- January 3, 2018
- Posted by: Adrian Hall
- Category: More Africa News
Another submarine telecommunications system may soon connect South Africa and countries along Africa’s eastern shoreline to the rest of the world.
Huawei Marine has announced that it will soon finish a “desktop study” for a new subsea cable system, called the Peace Subsea Cable, to connect South Africa, Kenya, Djibouti, Somalia and Pakistan (Gwadar and Karachi).
Peace is short for “Pakistan East Africa Cable Express”.
The cable system has been designed by Chinese company Tropic Science.
Huawei Marine will begin a marine survey on 15 January, with the Peace system expected to be ready for service in the fourth quarter of 2019.
The first phase will span some 6 200km and will link Pakistan (Gwadar and Karachi), Djibouti, Somalia and Kenya.
The second phase will provide an “extended option” to South Africa and Europe with a total length of about 13 000km.
The submarine cable system is based on 200G dense wave-division multiplexing technology and have a design capacity of 60Tbit/s.

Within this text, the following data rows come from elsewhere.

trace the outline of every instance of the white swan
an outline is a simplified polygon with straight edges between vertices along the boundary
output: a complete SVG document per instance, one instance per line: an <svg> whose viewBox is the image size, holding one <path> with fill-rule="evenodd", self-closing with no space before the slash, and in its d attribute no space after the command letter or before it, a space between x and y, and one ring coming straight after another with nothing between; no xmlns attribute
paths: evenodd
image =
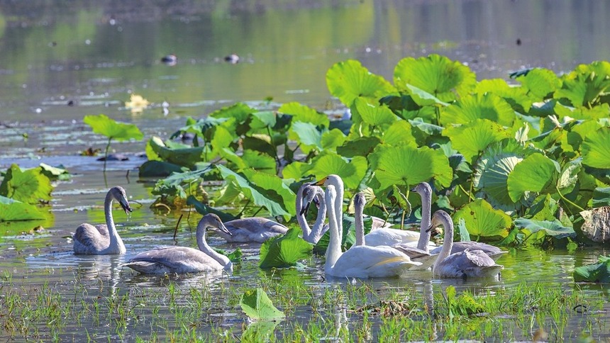
<svg viewBox="0 0 610 343"><path fill-rule="evenodd" d="M446 212L437 210L432 216L430 228L445 227L445 240L438 258L434 263L434 275L445 278L497 277L504 266L496 262L482 250L470 250L451 254L453 245L453 220Z"/></svg>
<svg viewBox="0 0 610 343"><path fill-rule="evenodd" d="M341 252L341 234L335 211L337 193L333 185L327 185L325 193L331 240L326 249L324 271L343 278L373 278L398 276L419 262L411 261L406 254L389 247L354 246Z"/></svg>
<svg viewBox="0 0 610 343"><path fill-rule="evenodd" d="M339 222L339 231L343 232L343 224L341 220L343 218L343 181L338 175L331 174L322 179L316 184L316 186L332 185L337 191L337 199L335 201L335 215ZM326 204L328 206L328 204ZM409 243L415 246L419 239L419 233L415 231L406 230L390 229L388 227L379 227L371 230L370 232L365 236L367 245L377 247L379 245L394 245L401 243Z"/></svg>
<svg viewBox="0 0 610 343"><path fill-rule="evenodd" d="M262 243L271 237L288 232L288 227L262 217L235 219L225 223L224 225L230 233L221 230L218 231L218 235L231 242Z"/></svg>
<svg viewBox="0 0 610 343"><path fill-rule="evenodd" d="M138 254L121 266L146 274L232 270L233 264L228 257L215 252L206 242L206 230L208 227L218 229L231 235L218 215L208 213L197 225L199 250L187 247L160 247Z"/></svg>
<svg viewBox="0 0 610 343"><path fill-rule="evenodd" d="M362 192L358 192L354 196L354 222L356 226L356 245L366 245L366 236L365 236L365 225L363 211L365 206L367 203L365 195ZM406 244L400 244L392 245L392 248L399 250L411 258L411 261L421 263L420 266L414 266L411 270L426 270L432 266L434 262L436 261L438 254L432 255L430 253L418 249L414 247L411 247Z"/></svg>
<svg viewBox="0 0 610 343"><path fill-rule="evenodd" d="M119 186L112 187L106 194L104 213L106 225L93 226L87 223L77 227L72 236L74 254L88 255L106 255L125 254L127 251L123 240L116 232L112 218L112 201L116 200L126 213L131 212L125 189Z"/></svg>
<svg viewBox="0 0 610 343"><path fill-rule="evenodd" d="M313 227L309 227L305 214L312 201L318 205L318 215ZM303 230L303 239L307 242L316 244L328 230L328 225L324 225L326 218L326 203L324 202L324 191L317 186L303 184L296 192L296 221Z"/></svg>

“The Peace system will provide a new information expressway for interconnection among Asia, Africa and Europe by connecting with existing land and subsea cables,” Huawei Marine and Tropic Science said in a joint statement.
Tropic Science chairman He Liehui said the system will become “an important infrastructure for Asian, African and European intercontinental communications and promote economic development of the regions”.
Huawei Marine chief operating officer Mao Shengjiang said the Peace cable, when completed, will “greatly facilitate the communication between China and Africa”.
In November, Tropic Science and Huawei Marine signed the construction contract for the project.
The east coast of Africa is already served by two submarine systems, Eassy and Seacom, with others planned — including a possible cable backed by Liquid Telecom, to be called Liquid Sea.